Levine Bruce L, Humeau Laurent M, Boyer Jean, MacGregor Rob-Roy, Rebello Tessio, Lu Xiaobin, Binder Gwendolyn K, Slepushkin Vladimir, Lemiale Franck, Mascola John R, Bushman Frederic D, Dropulic Boro, June Carl H
Abramson Family Cancer Research Institute, University of Pennsylvania Cancer Center, Department of Pathology and Laboratory Medicine, University of Pennsylvania, Philadelphia, PA 19104, USA.
Proc Natl Acad Sci U S A. 2006 Nov 14;103(46):17372-7. doi: 10.1073/pnas.0608138103. Epub 2006 Nov 7.
We report findings from a clinical evaluation of lentiviral vectors in a phase I open-label nonrandomized clinical trial for HIV. This trial evaluated the safety of a conditionally replicating HIV-1-derived vector expressing an antisense gene against the HIV envelope. Five subjects with chronic HIV infection who had failed to respond to at least two antiviral regimens were enrolled. A single i.v. infusion of gene-modified autologous CD4 T cells was well tolerated in all patients. Viral loads were stable, and one subject exhibited a sustained decrease in viral load. CD4 counts remained steady or increased in four subjects, and sustained gene transfer was observed. Self-limiting mobilization of the vector was observed in four of five patients. There is no evidence for insertional mutagenesis after 21-36 months of observation. Immune function improved in four subjects. Lentiviral vectors appear promising for gene transfer to humans.
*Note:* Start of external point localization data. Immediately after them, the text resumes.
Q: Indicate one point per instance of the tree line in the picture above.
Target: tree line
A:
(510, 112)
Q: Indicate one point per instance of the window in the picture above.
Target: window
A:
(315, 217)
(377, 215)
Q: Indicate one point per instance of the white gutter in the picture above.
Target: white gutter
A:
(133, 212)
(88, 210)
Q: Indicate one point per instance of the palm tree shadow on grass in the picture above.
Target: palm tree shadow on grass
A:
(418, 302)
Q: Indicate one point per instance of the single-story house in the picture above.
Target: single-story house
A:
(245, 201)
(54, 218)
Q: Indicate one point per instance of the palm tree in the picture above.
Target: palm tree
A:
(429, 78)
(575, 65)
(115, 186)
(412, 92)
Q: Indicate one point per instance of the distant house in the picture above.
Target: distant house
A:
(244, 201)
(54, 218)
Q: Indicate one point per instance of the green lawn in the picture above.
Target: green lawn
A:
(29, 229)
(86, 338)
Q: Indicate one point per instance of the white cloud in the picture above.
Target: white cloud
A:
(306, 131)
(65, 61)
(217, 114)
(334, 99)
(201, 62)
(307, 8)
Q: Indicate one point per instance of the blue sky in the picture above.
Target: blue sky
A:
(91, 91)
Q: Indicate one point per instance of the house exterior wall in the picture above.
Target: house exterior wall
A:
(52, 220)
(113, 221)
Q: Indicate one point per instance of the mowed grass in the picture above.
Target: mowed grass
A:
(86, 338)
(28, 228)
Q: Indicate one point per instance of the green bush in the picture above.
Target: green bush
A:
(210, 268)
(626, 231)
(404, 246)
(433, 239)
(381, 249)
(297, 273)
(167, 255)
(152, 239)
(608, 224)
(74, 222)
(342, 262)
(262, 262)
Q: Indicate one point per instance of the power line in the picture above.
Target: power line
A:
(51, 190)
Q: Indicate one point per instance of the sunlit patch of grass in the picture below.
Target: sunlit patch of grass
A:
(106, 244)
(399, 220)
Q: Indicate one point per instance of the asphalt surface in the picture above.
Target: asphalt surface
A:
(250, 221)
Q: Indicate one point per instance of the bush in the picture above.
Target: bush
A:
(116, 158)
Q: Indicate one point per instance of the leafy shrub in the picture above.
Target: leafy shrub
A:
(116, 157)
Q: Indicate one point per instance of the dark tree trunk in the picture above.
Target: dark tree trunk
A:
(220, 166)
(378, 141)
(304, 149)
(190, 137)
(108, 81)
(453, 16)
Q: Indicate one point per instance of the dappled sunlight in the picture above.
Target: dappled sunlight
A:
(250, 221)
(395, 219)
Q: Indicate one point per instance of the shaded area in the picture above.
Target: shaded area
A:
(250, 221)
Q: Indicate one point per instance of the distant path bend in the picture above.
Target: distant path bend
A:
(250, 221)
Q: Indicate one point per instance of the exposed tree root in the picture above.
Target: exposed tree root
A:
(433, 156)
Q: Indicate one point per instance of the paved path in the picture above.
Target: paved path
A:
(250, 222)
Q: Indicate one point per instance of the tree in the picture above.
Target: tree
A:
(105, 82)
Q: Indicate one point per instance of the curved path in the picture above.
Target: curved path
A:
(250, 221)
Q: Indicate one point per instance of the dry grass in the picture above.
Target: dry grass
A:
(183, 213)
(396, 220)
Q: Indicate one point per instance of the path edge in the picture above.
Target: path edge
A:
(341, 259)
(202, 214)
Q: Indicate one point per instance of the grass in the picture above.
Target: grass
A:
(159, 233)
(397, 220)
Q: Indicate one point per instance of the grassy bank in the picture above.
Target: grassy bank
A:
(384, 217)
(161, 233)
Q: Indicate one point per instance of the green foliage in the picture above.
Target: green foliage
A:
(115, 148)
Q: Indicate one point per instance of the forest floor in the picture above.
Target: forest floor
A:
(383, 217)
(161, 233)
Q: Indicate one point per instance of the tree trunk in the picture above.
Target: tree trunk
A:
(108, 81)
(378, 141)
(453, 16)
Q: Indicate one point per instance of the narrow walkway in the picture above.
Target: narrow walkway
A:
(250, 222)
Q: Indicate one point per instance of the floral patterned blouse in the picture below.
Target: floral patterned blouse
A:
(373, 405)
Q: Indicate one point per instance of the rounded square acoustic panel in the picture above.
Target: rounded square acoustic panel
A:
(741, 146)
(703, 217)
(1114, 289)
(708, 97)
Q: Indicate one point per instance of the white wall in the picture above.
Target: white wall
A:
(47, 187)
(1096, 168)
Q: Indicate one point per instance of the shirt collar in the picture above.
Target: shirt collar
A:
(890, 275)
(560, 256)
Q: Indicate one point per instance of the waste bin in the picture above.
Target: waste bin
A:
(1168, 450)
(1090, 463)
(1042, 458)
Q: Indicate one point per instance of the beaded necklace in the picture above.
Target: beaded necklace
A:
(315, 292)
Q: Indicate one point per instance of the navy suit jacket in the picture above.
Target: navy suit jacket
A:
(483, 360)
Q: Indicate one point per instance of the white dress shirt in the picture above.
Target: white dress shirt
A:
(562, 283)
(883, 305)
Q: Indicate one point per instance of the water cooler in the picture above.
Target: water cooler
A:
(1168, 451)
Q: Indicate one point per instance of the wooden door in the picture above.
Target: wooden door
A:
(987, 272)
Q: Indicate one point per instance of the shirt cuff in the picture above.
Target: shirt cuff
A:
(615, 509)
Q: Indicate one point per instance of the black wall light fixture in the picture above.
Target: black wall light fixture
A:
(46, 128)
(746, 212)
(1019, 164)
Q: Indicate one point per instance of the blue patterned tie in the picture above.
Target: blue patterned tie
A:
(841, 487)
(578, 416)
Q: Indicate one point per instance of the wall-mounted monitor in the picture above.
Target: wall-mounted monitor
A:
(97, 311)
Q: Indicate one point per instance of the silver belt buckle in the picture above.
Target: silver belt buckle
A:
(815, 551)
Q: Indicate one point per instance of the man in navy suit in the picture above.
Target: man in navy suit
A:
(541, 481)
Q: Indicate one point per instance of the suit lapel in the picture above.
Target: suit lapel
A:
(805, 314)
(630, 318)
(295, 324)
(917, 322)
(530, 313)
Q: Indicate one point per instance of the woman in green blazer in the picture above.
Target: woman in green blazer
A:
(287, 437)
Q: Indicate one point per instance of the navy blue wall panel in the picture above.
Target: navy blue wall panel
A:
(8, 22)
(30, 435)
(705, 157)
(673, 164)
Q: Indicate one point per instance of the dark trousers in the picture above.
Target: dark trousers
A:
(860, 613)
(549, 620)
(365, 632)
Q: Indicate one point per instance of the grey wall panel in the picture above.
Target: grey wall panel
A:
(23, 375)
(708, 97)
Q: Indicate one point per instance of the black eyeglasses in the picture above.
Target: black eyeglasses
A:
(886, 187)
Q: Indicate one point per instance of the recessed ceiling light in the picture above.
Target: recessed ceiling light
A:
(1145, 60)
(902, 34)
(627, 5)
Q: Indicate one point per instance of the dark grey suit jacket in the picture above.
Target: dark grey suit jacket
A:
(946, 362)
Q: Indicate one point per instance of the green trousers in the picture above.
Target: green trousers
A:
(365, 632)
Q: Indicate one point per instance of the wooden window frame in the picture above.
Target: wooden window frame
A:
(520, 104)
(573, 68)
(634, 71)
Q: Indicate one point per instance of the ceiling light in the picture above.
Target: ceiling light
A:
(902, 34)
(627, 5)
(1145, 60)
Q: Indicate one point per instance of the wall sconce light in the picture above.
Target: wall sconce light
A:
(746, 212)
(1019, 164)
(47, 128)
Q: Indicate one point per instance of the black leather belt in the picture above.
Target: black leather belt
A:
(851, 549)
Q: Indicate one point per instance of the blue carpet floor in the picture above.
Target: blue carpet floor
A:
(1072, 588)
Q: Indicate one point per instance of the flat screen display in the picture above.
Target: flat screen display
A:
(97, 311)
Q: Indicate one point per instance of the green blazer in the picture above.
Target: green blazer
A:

我们报告了在一项针对HIV的I期开放标签非随机临床试验中慢病毒载体的临床评估结果。该试验评估了一种表达针对HIV包膜反义基因的条件性复制HIV-1衍生载体的安全性。招募了5名对至少两种抗病毒方案无反应的慢性HIV感染患者。所有患者对单次静脉输注基因修饰的自体CD4 T细胞耐受性良好。病毒载量稳定,一名受试者的病毒载量持续下降。四名受试者的CD4计数保持稳定或增加,并观察到持续的基因转移。在五名患者中的四名观察到载体的自限性动员。经过21 - 36个月的观察,没有插入诱变的证据。四名受试者的免疫功能得到改善。慢病毒载体在基因转移到人体方面似乎很有前景。